Principal investigator: Prof. Xin Yao.
Project completed in December 2011.
[Section of the home page under construction]
Supervisor: Prof. Xin Yao.
Degree congregation: 2011.
Prof. Teresa B. Ludermir.
Keywords: online parameters optimisation, numeric parameters optimisation, fuzzy neural networks, ensembles of neural networks.
Funding: Brazilian Council for Scientific and Technological Development (CNPq).
Degree congregation: 2006.
Evolving Connectionist Systems (ECoSs) are systems composed by one or more neural networks whose structures adapt according to the data in a continuous interaction with the environment. Evolving Fuzzy Neural Networks (EFuNNs) are ECoSs which join the neural networks functional characteristics to the power of fuzzy logic. Fuzzy systems have been showing to be very efficient to represent and reason about uncertain knowledge. This is very important, as, many times, human knowledge is uncertain.
A key challenge in Artificial Intelligence is to create systems that are able not only to represent human knowledge and reason about it, but also to evolve and adapt their structures in a changing environment. This kind of system is able to model processes that continually develop and change over time, e.g., biological data processing, electricity load forecasting and adaptive speech recognition. A system with these characteristics needs to be able to tune its parameters in an on-line manner, according to the environment. EFuNNs have some adaptable parameters and their structures can also adapt according to incoming data. However, they still have many parameters that are fixed before the learning and have great influence on its results. The problem of using a fixed set of parameters is that an optimal set to a particular state of the environment can be unsuitable when the state of the environment changes.
In this work, two new techniques which use evolutionary algorithms to evolve the EFuNN parameters in an on-line manner were developed. These techniques are able to create fuzzy systems that are completely tunable, according to unpredictable and unknown environments. The techniques showed to be able to have better accuracy than the techniques existent in the literature to evolve EFuNN parameters in an on-line manner.
Besides the necessity to create new techniques to allow changing environments to be represented, it is always important to develop approaches with increasing generalization capabilities and lower execution time.
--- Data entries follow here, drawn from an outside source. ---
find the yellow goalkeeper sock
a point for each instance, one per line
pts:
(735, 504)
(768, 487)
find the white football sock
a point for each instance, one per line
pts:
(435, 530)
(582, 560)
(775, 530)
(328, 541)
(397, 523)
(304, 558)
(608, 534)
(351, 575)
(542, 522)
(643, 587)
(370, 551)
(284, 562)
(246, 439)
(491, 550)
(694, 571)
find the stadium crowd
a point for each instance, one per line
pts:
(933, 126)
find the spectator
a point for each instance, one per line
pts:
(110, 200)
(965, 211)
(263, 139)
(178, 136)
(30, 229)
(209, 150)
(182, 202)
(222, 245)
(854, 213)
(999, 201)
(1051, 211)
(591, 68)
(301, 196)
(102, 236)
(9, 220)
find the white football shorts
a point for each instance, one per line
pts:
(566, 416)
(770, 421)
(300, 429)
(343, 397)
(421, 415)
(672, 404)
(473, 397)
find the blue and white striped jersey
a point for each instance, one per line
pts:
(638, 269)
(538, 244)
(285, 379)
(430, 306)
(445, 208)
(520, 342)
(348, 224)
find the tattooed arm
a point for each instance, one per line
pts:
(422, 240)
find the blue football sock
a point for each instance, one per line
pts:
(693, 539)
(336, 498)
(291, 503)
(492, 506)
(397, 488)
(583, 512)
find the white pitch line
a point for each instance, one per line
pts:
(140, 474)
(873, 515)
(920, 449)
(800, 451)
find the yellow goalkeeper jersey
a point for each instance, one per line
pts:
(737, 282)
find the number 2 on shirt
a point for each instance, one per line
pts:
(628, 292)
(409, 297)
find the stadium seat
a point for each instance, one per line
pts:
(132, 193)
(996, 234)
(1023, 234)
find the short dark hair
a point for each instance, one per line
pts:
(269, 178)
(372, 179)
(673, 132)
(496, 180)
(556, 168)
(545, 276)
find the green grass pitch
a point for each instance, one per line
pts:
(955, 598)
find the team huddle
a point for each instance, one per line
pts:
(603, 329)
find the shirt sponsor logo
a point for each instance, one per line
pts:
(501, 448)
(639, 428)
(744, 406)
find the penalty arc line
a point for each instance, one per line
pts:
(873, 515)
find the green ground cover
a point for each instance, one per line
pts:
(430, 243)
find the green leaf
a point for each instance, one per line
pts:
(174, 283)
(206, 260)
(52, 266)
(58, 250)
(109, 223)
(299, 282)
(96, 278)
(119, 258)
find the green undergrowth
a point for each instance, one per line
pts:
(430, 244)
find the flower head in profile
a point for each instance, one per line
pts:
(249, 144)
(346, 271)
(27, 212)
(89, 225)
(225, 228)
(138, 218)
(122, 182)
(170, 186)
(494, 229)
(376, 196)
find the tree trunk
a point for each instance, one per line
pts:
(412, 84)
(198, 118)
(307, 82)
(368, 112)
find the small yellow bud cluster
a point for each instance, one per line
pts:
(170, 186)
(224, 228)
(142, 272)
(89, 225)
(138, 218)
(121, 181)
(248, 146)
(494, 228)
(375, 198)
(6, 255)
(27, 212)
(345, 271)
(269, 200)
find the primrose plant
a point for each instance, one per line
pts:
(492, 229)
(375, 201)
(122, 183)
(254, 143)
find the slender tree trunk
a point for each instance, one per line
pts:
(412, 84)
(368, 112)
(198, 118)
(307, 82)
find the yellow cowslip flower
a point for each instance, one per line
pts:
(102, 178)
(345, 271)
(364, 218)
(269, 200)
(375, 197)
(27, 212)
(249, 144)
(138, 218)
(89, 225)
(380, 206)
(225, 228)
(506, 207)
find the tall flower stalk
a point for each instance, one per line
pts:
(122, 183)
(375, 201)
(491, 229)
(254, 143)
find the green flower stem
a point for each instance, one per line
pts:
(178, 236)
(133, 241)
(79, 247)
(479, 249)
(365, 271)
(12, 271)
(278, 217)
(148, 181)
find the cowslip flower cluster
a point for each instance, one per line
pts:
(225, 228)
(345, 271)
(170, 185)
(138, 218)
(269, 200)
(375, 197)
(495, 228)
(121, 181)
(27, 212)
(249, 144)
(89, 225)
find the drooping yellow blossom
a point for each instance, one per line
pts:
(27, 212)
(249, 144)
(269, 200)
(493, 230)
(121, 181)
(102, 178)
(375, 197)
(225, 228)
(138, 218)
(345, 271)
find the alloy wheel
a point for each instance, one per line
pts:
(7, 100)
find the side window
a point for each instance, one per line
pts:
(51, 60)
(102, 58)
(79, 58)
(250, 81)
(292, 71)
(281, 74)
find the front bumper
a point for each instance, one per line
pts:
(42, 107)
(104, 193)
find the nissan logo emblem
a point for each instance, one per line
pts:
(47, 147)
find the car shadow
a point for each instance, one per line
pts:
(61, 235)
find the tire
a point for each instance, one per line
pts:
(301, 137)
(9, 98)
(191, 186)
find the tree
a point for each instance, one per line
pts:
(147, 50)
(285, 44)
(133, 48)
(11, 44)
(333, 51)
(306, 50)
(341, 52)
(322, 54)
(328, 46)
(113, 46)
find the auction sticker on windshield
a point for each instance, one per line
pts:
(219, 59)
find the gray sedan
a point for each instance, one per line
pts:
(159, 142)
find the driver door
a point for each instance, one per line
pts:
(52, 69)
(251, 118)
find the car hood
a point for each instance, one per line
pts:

Ensembles of neural networks have formally and empirically shown to outperform systems composed by only one neural network. Thus, this work also proposes a new approach to create ensembles of neural networks, e.g., ensembles of EFuNNs. The approach uses a clustering method and co-evolutionary algorithms to create the ensembles in an innovative way, explicitly partitioning the input space, in order to allow the networks that compose the ensemble to specialise in different parts of it and work in a divide-an-conquer manner. The approach showed to be able to improve the accuracy of single EFuNNs generated using evolutionary algorithms similar to the co-evolutionary algorithms used in the approach. Furthermore, the execution time of the approach is lower than the execution time of evolutionary algorithms to generate single EFuNNs.